População utiliza Disque-Denúncia para informar irregularidades na vacinação | Portal Obidense

A principal ocorrência é em relação à desobediência ao calendário vacinal. Faça a sua parte denuncie.

Fonte: Agência Pará
Foto: Agencia Pará
PARÁ – O desrespeito com quem se encontra em maior vulnerabilidade e exposição à Covid-19 vem fazendo com que as pessoas procurem os canais oficiais de denúncia da segurança pública do Estado para informar sobre irregulares que estão sendo cometidas. Denúncias já foram registradas e seguem em apuração. No Pará, a vacinação iniciou na manhã da terça-feira (19), com a disponibilização de 173.240 doses enviadas pelo Ministério da Saúde.

A principal ocorrência é em relação à desobediência ao calendário vacinal, ou seja, pessoas que não pertencem ao grupo prioritário e que receberam a vacina, além de relatos envolvendo profissionais que atuam na área médica, mas não na linha de frente ao enfrentamento da Covid-19 que foram imunizadas. Os casos relatados ocorreram tanto na Capital quanto no interior do Estado.

Os órgãos de segurança trabalham na apuração das denúncias para que atitudes como essas não se repitam, mas havendo o registro do fato ou suspeitas de irregularidades, todos podem contribuir com o sistema de segurança pública, denunciando e colaborando para que quem mais precise ser imunizado não fique desassistido.

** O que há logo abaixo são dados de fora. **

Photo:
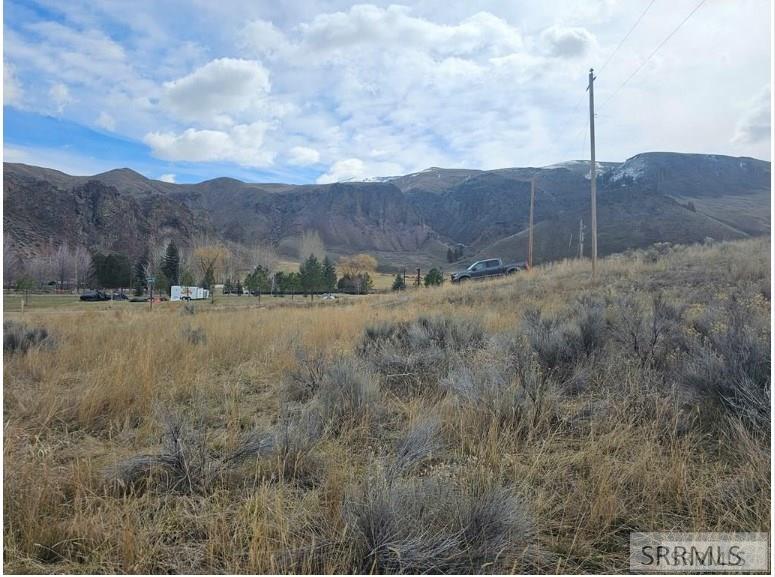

Canais para denúncias - Os principais meios de denúncias são: por meio da atendente virtual Iara (Inteligência Artificial Rápida e Anônima) no whatsapp (91) 98115-9181 que possibilita o envio de fotos, vídeos, áudios e localização, as chamadas convencionais via 181, e ainda pelo formulário e chatbot disponíveis no site da Segup. Todos os canais garantem o sigilo e o anonimato total do denunciante.
 
Fases da vacinação:
 
1ª Fase: trabalhadores de saúde; pessoas com mais de 60 anos que vivem em instituições de longa permanência e indígenas aldeados.
 
2ª Fase: profissionais da segurança pública na ativa; idosos a partir de 60 anos de idade; e povos e comunidades tradicionais quilombolas.
 
3ª Fase: indivíduos que possuam comorbidades (doenças como diabetes, hipertensão e obesidade);
 
4ª Fase: trabalhadores da educação; Forças Armadas; funcionários do sistema penitenciário; população privada de liberdade e pessoas com deficiência permanente severa.